In the afternoon, Stephen Abrams began with the statement that “Preservation is not a place” and went on to a wide-ranging reflection on the nature and role of repositories in a way that has relevance for many other institutions and services. Starting from first principles, Abrams’ group worked from values to services, reimagining the repository as a process, not a place (still a work in progress.) They went back to Raganathans 5 laws and also looked at archival science, particularly concerns over provenance and its importance in supporting authenticity. They identified 10 properties which they think apply to all objects (identity, viability, visibility are some.) But curation depends on a lot of human things: competency, deicsion making, analysis. They identify 13 minimal services that suppport the human endeavours: these include identity services (ark and noid), storage (pairtree), fixity/replication (ACE), catalog (relational or rdf/xml database), characterization (jhove2), transformation (at ingest, preservation dessication/migration, and use copy generation), ingest (bagit/grabit), request – metadata-based search and browse, search (lucene), publication (sitemap,rss/atom,oai-pmh), annotation (social tagging,oai-ore). Any one of those would have made an interesting paper in itself, and some of them were the subject of separate posters. He ended by thinking how simple can a curation environment be and still be effective? And also took the concept of LOCKSS a little bit further: lots of description keeps stuff meaningful, services keep stuff useful, use keeps stuff valuable.
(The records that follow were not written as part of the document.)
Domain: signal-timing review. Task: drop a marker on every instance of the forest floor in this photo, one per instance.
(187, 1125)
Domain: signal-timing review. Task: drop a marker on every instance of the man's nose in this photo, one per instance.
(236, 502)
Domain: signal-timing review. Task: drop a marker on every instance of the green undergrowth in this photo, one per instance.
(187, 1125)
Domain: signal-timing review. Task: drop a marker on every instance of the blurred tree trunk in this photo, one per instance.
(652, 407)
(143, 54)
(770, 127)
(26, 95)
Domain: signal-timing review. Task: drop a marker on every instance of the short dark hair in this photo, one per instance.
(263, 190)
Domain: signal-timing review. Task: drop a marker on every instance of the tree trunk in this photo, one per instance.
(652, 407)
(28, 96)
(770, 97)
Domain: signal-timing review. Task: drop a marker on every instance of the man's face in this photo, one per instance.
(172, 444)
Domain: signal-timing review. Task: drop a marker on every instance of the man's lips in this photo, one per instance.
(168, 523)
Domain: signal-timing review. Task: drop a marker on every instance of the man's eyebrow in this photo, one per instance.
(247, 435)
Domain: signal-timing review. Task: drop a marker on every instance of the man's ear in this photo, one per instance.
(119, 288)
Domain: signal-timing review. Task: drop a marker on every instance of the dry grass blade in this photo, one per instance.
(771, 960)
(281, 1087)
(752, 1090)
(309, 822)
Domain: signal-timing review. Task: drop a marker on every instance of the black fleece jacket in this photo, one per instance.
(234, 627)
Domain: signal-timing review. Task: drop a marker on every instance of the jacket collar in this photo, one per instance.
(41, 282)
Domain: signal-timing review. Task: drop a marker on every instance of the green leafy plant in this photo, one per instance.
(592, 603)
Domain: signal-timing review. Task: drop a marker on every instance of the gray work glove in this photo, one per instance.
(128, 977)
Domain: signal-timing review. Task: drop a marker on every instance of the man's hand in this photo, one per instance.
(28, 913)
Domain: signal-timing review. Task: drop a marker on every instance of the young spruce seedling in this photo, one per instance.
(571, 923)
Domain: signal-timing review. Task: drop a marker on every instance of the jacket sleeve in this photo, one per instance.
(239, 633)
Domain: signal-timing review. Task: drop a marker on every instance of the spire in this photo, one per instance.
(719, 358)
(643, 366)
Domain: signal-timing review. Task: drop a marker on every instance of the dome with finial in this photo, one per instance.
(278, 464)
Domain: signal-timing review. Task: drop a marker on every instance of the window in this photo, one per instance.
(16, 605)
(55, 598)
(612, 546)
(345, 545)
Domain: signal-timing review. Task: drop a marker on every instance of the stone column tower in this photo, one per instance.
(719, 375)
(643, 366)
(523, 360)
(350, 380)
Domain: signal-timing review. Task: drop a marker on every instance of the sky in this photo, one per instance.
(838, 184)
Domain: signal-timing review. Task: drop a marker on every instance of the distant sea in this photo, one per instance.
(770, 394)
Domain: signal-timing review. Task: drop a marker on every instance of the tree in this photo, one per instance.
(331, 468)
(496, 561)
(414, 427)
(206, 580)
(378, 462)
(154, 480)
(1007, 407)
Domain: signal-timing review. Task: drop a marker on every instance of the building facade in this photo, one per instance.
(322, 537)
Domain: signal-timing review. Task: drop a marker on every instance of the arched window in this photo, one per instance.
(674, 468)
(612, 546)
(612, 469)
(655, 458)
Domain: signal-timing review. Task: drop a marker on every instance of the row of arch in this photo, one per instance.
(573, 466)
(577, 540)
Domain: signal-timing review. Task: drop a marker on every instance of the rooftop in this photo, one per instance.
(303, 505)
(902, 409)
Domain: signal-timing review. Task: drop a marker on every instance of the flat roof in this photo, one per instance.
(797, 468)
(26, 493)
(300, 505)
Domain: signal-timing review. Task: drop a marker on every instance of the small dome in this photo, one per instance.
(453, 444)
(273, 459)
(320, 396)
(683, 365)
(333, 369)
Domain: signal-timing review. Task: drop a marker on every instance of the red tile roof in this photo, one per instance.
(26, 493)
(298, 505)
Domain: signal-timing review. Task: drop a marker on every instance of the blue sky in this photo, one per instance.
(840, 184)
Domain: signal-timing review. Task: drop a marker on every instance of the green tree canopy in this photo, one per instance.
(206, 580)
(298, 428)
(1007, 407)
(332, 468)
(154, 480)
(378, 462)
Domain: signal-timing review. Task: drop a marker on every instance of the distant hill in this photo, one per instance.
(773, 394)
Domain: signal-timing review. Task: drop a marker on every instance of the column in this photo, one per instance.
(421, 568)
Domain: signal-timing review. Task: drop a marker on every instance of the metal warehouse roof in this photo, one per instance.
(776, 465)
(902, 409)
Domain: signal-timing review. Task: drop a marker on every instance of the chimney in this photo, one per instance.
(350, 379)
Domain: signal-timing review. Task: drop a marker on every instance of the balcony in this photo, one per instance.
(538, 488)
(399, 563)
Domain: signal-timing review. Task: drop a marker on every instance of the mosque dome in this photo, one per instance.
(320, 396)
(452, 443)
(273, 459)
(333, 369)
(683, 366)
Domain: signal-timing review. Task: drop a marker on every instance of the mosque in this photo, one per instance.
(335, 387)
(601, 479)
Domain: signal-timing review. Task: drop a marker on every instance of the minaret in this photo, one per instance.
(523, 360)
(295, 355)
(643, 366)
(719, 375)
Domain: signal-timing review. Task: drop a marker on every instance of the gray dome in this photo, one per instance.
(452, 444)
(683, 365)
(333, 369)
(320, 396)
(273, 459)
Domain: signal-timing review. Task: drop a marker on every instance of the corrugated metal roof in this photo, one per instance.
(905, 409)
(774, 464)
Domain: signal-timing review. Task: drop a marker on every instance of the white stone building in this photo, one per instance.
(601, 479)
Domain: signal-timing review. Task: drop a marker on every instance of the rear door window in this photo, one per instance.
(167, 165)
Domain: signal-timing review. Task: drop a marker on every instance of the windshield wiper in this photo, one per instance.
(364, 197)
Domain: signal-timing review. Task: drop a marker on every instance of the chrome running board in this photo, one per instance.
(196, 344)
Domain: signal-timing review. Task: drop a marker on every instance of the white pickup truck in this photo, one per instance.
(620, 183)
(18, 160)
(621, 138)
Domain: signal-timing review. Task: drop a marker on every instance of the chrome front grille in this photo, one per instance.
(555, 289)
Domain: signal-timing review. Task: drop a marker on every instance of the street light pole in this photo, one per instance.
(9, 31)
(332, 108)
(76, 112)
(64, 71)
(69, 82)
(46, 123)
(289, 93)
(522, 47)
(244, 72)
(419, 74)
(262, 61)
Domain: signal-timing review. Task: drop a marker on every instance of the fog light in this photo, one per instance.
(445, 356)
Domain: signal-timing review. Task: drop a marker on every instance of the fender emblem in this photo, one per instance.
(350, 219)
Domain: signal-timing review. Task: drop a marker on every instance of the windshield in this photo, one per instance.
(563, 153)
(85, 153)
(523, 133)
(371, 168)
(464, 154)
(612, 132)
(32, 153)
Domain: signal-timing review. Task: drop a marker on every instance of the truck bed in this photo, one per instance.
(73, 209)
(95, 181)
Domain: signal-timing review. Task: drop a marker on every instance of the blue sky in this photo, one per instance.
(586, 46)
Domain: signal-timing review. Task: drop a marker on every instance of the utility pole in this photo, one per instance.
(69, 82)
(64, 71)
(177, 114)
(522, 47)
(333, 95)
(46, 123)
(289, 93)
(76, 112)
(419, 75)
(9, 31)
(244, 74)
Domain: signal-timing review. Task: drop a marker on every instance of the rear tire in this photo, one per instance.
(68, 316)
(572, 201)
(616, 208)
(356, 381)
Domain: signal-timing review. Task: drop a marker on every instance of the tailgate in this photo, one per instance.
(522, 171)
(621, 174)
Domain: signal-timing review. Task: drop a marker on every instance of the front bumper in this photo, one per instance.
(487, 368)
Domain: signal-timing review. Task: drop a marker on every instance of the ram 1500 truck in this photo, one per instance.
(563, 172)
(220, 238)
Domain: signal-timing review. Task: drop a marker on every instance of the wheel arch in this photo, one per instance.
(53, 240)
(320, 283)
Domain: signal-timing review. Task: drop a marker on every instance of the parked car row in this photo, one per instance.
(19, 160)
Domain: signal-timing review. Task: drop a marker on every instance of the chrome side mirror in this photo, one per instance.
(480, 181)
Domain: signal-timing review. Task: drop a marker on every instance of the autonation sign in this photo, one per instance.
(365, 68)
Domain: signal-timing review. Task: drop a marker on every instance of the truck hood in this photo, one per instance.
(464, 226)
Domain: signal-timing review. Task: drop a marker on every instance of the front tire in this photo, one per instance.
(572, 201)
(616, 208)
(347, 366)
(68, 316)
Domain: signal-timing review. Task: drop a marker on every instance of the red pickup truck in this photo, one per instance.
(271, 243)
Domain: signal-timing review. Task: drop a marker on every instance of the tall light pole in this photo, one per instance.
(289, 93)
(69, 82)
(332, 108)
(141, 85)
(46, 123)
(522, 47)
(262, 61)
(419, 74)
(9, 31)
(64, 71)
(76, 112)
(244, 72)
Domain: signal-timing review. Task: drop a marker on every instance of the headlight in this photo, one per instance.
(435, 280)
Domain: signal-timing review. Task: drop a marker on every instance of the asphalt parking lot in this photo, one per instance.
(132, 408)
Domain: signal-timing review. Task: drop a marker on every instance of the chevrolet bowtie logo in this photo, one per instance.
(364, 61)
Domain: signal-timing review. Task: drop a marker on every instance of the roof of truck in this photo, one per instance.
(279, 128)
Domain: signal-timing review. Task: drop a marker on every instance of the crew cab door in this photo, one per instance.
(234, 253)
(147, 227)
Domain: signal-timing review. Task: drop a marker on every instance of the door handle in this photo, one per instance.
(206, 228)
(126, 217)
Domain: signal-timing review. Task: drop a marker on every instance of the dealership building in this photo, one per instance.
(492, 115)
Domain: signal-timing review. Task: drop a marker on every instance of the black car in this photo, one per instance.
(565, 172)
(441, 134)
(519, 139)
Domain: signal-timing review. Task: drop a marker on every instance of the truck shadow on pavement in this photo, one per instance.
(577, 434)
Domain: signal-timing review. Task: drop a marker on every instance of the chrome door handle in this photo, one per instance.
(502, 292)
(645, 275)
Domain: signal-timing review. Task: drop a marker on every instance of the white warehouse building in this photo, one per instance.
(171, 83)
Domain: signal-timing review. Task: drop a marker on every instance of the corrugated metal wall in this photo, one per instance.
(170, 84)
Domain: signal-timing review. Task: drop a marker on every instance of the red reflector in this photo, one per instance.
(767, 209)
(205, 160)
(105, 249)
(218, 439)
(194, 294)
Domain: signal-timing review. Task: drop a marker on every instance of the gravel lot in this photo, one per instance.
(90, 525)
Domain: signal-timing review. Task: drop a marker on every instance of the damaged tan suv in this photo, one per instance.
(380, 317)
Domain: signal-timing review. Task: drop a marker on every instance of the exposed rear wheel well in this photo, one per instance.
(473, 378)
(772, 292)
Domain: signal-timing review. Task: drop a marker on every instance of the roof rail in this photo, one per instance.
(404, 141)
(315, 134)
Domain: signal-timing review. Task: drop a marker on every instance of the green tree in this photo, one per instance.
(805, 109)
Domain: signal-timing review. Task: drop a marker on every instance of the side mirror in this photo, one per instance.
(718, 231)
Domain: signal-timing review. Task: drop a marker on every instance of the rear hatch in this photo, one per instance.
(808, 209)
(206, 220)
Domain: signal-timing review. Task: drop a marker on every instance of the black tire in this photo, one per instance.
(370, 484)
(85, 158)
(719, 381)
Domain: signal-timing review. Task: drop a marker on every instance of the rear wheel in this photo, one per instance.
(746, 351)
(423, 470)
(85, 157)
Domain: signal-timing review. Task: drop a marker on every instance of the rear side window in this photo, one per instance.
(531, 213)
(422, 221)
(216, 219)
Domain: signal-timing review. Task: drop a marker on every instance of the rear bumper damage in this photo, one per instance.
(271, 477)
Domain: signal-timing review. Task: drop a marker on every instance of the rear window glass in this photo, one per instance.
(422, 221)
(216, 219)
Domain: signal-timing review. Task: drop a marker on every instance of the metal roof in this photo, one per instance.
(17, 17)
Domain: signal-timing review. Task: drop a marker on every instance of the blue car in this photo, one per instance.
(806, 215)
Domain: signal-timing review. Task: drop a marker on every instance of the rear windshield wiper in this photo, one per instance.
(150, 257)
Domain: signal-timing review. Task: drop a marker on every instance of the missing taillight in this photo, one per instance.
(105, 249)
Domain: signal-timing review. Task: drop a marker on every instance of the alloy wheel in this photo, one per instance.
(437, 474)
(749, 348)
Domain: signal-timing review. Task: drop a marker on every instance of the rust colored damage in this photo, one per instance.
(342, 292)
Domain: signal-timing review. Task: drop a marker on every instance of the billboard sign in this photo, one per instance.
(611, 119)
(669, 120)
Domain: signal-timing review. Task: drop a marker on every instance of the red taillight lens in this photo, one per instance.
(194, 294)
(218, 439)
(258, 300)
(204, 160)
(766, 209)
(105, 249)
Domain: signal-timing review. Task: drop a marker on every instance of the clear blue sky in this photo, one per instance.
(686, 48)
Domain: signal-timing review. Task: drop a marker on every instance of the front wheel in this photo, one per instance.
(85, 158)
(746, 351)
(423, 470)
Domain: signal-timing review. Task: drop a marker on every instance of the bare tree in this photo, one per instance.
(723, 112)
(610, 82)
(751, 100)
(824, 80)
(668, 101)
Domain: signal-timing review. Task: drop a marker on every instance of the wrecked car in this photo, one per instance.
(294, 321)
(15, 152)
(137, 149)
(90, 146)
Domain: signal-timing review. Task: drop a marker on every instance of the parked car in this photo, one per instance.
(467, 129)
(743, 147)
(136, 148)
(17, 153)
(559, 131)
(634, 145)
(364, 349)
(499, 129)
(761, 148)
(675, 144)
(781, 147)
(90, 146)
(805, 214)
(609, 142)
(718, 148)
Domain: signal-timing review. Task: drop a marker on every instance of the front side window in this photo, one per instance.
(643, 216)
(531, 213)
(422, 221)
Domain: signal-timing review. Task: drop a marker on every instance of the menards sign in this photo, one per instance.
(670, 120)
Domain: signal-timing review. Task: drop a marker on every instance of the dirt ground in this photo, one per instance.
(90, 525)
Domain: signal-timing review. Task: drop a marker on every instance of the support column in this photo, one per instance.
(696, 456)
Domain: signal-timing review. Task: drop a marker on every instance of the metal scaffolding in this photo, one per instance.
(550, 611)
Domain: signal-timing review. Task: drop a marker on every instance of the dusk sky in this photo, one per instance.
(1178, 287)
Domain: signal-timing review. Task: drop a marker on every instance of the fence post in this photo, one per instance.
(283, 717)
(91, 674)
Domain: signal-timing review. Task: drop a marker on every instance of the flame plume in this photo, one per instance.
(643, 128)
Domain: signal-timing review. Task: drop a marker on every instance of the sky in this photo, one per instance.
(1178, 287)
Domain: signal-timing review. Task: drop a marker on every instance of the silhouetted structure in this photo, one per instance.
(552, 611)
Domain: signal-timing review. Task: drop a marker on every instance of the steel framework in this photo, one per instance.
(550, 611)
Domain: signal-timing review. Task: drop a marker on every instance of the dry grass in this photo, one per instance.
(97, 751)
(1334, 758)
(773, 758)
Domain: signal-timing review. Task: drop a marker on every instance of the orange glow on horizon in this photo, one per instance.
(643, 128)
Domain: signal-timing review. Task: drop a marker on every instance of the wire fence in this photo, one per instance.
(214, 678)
Finally Malcolm Atkinson gave a stirring speech which began with thoughts of scientists who still go out once a month to count birds or moss species – trained volunteers are important as well as industrialised scientists. Data can have uses not envisaged when it was created nor even when it was first preserved: ships logs’ original purpose was safety. They were collected by archives to understand trade, and are now helping climate modelling because of their detailed records of such things as temperature and wind. Soon power will cost more than hardware. 1pb consumes 2.2mwh in 5 years. He talked of ‘data huggers’ who avoid competition, don’t describe, don’t expose, don’t share their data. There are also good data sharers, but at the moment incentives and disincentives aren’t well balanced. We need research on how to enable better research and data must be fundamental to this.
IDCC has been over-subscribed for 3 of its years and always offers lots of inspiration and food for thought. The linkup with CODATA, whose events cover a similar subject area, can only be a good thing. I’m already looking forward to IDCC5, expected to be in London in 2009.